“Your dad’s going for surgery. He should be back home in about a week.”
That was my mom, telling me the news over the phone nearly three weeks ago.
I’m writing this from my dad’s hospital room. It’s Thanksgiving day.
There’s no turkey. There’s no big family gathering with kids running around. There’s no parade or movie marathon.
It’s just my mom, my dad, and myself in a small hospital room. My dad has been here for 21 days.
I’m typing this on a hospital recliner, sitting next to mom and dad. It will also serve as my bed. The room is sterile and cluttered, but it will be my home for the next three days. I don’t complain; mom’s been living here in this room, at my dad’s side, throughout the entire ordeal.
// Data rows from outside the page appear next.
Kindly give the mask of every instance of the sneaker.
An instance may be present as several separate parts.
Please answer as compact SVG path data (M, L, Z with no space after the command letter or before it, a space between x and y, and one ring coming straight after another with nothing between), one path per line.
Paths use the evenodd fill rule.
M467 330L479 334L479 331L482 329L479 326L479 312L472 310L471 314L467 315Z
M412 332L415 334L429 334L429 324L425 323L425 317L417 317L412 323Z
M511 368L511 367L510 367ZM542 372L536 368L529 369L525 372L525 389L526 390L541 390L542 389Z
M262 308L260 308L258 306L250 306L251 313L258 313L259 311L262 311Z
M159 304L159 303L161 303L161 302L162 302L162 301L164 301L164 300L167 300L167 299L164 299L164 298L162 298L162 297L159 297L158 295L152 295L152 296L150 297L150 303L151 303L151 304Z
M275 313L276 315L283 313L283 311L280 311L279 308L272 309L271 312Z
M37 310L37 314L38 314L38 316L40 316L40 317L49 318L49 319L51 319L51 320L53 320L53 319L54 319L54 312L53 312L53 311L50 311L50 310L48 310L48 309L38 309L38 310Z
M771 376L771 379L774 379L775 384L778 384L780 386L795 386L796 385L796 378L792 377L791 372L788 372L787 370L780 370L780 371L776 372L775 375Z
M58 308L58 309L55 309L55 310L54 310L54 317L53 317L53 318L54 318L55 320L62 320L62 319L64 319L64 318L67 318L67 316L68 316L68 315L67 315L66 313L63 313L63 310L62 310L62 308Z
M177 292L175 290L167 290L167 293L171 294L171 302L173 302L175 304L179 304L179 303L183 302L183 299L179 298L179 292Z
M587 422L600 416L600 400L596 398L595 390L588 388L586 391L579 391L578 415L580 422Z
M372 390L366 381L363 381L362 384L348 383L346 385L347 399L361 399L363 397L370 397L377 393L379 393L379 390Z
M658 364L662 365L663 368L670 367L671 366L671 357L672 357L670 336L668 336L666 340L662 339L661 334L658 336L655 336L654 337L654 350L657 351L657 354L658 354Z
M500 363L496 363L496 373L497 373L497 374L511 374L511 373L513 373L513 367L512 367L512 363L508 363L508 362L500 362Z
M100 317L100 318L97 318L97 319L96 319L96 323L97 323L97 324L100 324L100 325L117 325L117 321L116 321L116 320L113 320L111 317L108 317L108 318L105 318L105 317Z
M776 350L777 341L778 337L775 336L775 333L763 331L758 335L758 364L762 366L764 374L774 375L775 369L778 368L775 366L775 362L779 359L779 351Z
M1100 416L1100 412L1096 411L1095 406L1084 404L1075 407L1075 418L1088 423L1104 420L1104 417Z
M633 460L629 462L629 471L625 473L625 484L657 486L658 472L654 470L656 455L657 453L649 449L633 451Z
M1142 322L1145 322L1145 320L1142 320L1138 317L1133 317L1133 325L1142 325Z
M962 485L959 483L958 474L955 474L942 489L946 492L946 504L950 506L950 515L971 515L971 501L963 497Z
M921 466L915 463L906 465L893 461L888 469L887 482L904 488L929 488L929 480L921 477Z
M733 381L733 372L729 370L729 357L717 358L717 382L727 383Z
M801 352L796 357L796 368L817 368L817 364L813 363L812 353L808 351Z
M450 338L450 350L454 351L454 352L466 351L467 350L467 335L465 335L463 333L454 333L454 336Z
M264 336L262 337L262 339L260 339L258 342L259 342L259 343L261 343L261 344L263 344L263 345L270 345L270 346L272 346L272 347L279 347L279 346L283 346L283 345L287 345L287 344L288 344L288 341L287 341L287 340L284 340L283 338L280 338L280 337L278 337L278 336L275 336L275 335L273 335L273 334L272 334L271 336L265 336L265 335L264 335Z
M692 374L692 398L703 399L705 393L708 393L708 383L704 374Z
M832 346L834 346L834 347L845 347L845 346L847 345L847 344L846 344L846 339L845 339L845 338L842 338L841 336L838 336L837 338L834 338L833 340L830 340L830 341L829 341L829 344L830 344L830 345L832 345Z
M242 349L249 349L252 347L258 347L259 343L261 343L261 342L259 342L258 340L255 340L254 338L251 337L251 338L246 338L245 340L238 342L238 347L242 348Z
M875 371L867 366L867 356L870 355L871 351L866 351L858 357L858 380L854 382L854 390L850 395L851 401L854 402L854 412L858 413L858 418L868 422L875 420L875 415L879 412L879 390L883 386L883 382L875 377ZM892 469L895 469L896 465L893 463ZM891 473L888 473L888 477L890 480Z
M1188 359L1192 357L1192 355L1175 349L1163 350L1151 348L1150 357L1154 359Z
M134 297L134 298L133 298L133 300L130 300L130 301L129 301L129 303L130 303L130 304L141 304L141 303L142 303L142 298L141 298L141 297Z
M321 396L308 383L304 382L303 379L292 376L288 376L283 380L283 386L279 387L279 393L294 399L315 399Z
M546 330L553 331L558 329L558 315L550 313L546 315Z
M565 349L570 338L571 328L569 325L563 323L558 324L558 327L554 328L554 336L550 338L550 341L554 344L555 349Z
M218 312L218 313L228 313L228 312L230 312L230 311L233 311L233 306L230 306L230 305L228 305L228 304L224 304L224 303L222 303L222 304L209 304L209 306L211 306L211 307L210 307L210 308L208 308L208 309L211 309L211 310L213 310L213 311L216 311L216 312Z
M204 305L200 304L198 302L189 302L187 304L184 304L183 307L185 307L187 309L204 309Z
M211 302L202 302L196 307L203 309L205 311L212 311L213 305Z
Dad’s conscious but he’s weak. He’s lost a considerable amount of weight. He has an endless stream of IV fluids connected to him. There are beeps and bloops from surrounding equipment. Despite his current state, he is on the road to recovery. I am thankful for that.
Mom’s in the adjacent hospital bed. She’s exhausted beyond words. My presence here has afforded her some much needed rest. And for that I am also thankful.
I barely recognized my father when I arrived at the hospital this afternoon. Dad’s lost a good 20 lbs. His face is gaunt. He is tired, but despite his general discomfort and pain, he stood up from his bed to greet me when I arrived. His sleep is restless. The IV supply forces him to use the restroom almost every hour. Nearly every hour or so, a nurse comes in to check on him.
This isn’t how I pictured spending Thanksgiving, but in an odd way, it’s what I needed to experience.
You see – for me Thanksgiving isn’t about turkey, Black Friday sales, or football. It’s about recognizing that the time you have with the ones you love is finite and precious. That it’s important to not throw away or squander the opportunities you have to spend time with the ones you love.
I have never been more reminded of that fact than now.